Alors que les milieux scientifiques et l'OMS alertent depuis plusieurs semaines d'une deuxième vague épidémique en plein hiver en Europe, qui pourrait être plus grave que la première et étendue à tout le territoire en France, la tribune nie ce risque: «Nous ne sommes pas en guerre mais confrontés à une épidémie qui a causé 30 décès le 9 septembre, contre 1.438 le 14 avril. La situation n'est donc plus du tout la même qu'il y a 5 mois.»

Ce sont des propos que Jean-François Toussaint, professeur de physiologie à l’Université de Paris et l’un des coauteurs de la tribune avait déjà tenu (dans une interview du 10/08 à 4'), presque à l'identique un mois plus tôt. Il omet de dire que le nombre de décès a triplé depuis.

Plutôt qu'une donnée isolée non mise en contexte, il faut évidemment étudier la dynamique de l'épidémie, au niveau national et international pour pouvoir formuler des hypothèses sérieuses. Au moment de l'interview de Toussaint du 10 août, on était en France au point le plus bas de l'épidémie avec 66 décès du 3 au 10 août. C’était le creux de la vague, avant le redémarrage épidémique dans plusieurs pays européens, à présent dénoncée par l’OMS.

La seule différence significative avec l'épidémie de février-mars est que le temps de doublement des cas et de la mortalité est plus long. Mais avec la volonté de déconfinement de Macron et de son gouvernement, le refus de toute mesure de protection sérieuse, la reprise épidémique est irrésistible, comme le montre l'augmentation continue des cas à l'hôpital et en réanimation.

La tribune refuse de présenter une évaluation sérieuse de la dynamique épidémique en cours. Aucune mesure sanitaire susceptible d'enrayer l'épidémie n'y est présentée ou défendue.

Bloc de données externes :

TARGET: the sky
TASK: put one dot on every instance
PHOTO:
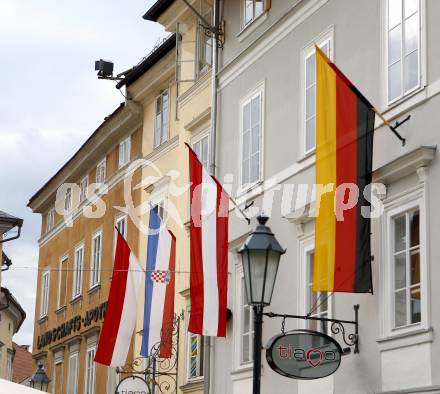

En s'opposant au confinement, en occultant la gravité de la pandémie de Covid-19 et le rebond épidémique en cours, cette tribune est un soutien aux partisans de l'immunité de groupe qui veulent laisser l'épidémie frapper une majorité de la population.

Par son refus des données et acquis scientifiques, son caractère irrationnel et confus, elle encourage la diffusion des fausses nouvelles dont elle prétend s'inquiéter. Lorsqu’il s’agit de justifier une relance de l’activité économique mettant en danger les vies de millions de travailleurs à l’échelle européenne, n’importe quel texte, quel que soit sa médiocrité, fait l’affaire.